Arjan is 5 years and he watched some gardening video’s on YouTube with the Vegan Athlete yesterday. He really enjoyed them and watched a good hour or more with me on how to make a rich soil and what to plant in the fall. He is into it. Sammy is 3 years asked me today if his poop was good for my garden. We had a talk about only certain poops being good for the soil. Chicken and horse are great. Boy and dog not so much. I like that they are thinking about this stuff.
We spend our lives mostly at home. Yes, we do go to Nevada City up the way and roam the forest. Yes, we do spend time with friends and family, we just had an aunt visit for two days. We go to visit the boy’s godparents, they are cherished souls and so we make time for them. Other than that we don’t drive much. We have a whole world in our little cottage and little backyard farm and it keeps our lives full and busy. We know our neighbors, at least most of the street and we chat with them over the fence and have them for dinner sometimes.
We live in a way that was gone 70 years ago but it’s coming back in full force. The more I read and explore, the more I see that there is a huge movement toward getting back to a simpler, slower way of life, reconnecting with nature through organic farming or permaculture. There are Transition Towns and urban farmers popping up like crazy all over the place. Even bartering and trade is coming back and skills that our great grandparents had are being relearned again.
We are only beginning this adventure and I have to remind myself to not rush, not be disappointed when things aren’t working fabulously. Sometimes I plant a bed and all my greens come up only to disappear in the heat. My hens started out giving 4 and 5 eggs and now we get 2 a day. We have had to replace a few trees and I don’t think we planted everything correctly. I’ve tried to put garden beds on our paved part of the yard and it was too hot and unsuccessful. We have had our cat turn a bed into a cat box and had to build fences. I thought my hens were young and it turns out they are close to retirement in chicken years. I had raw tortillas for a dinner and bread go flat. I’ve ruined two batches of homemade yogurt even though I was already a pro at it before and used to make the best yogurt but now I’ve lost my touch. Broccoli isn’t coming up but spinach is doing great. My chickens are now running wild and still not producing much but they keep the boys busy and fertilize my land, eat bugs, and til the soil around my strawberries. I have a success and two failures.
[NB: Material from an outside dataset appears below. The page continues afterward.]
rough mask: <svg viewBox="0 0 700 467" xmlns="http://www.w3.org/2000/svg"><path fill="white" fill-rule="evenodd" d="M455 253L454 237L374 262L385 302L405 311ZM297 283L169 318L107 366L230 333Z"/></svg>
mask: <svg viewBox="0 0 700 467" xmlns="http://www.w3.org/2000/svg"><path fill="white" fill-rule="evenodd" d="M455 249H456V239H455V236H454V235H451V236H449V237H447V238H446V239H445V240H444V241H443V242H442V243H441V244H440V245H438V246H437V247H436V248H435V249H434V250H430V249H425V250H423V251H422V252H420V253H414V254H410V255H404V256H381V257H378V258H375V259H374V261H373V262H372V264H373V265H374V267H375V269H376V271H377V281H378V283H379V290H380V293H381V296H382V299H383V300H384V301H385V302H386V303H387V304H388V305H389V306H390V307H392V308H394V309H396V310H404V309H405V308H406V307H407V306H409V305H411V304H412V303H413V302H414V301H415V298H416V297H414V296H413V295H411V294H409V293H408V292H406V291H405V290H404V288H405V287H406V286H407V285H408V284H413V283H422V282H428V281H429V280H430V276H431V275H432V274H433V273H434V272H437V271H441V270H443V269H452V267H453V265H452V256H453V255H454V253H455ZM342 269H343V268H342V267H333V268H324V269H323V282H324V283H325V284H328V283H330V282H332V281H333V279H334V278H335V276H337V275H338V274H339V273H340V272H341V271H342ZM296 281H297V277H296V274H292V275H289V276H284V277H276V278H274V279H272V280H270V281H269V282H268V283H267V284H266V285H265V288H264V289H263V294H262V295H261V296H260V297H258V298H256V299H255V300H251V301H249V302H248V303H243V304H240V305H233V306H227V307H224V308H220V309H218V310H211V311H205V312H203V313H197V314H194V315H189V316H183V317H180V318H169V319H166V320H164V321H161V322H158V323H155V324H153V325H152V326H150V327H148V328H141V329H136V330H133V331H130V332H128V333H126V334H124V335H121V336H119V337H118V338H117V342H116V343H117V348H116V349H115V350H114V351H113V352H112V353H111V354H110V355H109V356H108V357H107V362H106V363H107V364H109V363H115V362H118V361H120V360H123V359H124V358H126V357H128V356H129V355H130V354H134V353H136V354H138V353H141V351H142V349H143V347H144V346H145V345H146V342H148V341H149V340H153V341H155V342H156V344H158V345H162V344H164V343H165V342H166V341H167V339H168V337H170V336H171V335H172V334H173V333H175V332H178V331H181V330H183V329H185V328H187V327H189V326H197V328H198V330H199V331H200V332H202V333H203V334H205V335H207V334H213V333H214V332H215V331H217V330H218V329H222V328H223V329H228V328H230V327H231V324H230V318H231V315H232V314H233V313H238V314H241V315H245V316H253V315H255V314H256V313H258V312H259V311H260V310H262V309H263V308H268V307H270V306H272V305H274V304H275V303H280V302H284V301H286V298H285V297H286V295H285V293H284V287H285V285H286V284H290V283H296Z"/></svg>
I just keep reading and researching. I’ve joined garden groups online, self-sustaining groups, chicken groups. I ask questions daily. I keep building and planting and moving forward. Once I master a section of my self-trained farming, I move on to the next project. We just started all this a couple months ago and I feel like it’s been years.
It keeps me busy and, although we may not be able to feed our family off our land this year, soon we will enjoy many homegrown gifts. The biggest benefits are a more wholesome lifestyle, a bit of self-sufficiency, and creating an ecosystem in our yard that supports nature, birds, bees, and humans. What a way to serve God.